On Tuesday, in direct defiance of President Trump’s controversial immigration policies, California moved one step closer to becoming a Sanctuary State.
Senate Bill 54, popularly identified as the Sanctuary State Bill, will prevent state and local law enforcement agencies from using their resources—including money, facility, property, equipment or personnel—to help with immigration enforcement.
Strongly opposed by the state’s law enforcement agencies, the legislation which passed the senate 27 t0 12, would also prohibit these agencies from asking about an individual’s immigration status; giving federal immigration authorities access to interview a person in custody; or, from assisting federal authorities with immigration enforcement. The bill will also limit immigration enforcement activities at schools, court houses and other public settings.

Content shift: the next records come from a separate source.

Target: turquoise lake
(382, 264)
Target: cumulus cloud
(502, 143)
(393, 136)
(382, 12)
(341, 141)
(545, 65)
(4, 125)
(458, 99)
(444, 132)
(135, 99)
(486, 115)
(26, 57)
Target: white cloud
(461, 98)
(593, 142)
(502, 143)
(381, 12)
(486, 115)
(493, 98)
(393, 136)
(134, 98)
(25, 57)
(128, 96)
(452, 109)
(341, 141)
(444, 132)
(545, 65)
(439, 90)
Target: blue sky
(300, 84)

To help assure the bill’s passage, Senate President Pro-Tem, Kevin de Leon amended it to allow state and local law enforcement to notify Immigration and Customs Enforcement (ICE) agents before a convicted, serious or violent felon is released from custody.

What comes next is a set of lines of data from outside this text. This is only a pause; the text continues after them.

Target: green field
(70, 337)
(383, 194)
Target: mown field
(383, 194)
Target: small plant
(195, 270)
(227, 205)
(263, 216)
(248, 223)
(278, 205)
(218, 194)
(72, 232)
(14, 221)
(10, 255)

When commenting about the bill deLeon stressed, “We will cooperate with our friends at the federal level with serious and violent felons. But, we won’t cooperate or lift a finger or spend a single cent when we’re talking about separating children from their mothers [or] mothers from their children.” He concluded, “That’s not who we are as a great state.”
Senator Jeff Stone (R-Temecula), broadly disagreed with the bill and told members of legislative body, “By passing this today you’ll be kicking the president right in the groin and I can imagine he’s going to strike back.”
One of Trump’s first actions as the nation’s newly sworn-in President was to sign an executive order that threatened to withhold as much as $1.4 billion federal grants from jurisdictions that prevent local officials from communicating with federal authorities regarding an individual’s immigration status.
Late last month, U.S. Attorney General Jeff Sessions also weighed in on the immigration issue when he said, "Such policies cannot continue. They make our nation less safe by putting dangerous criminals back on our streets." Sessions further assured that the Justice Department would take steps to "claw back" grants already awarded to non-compliant cities [jurisdictions] as well.
When SB54 becomes law, California will have some of the strongest immigration protections in the nation.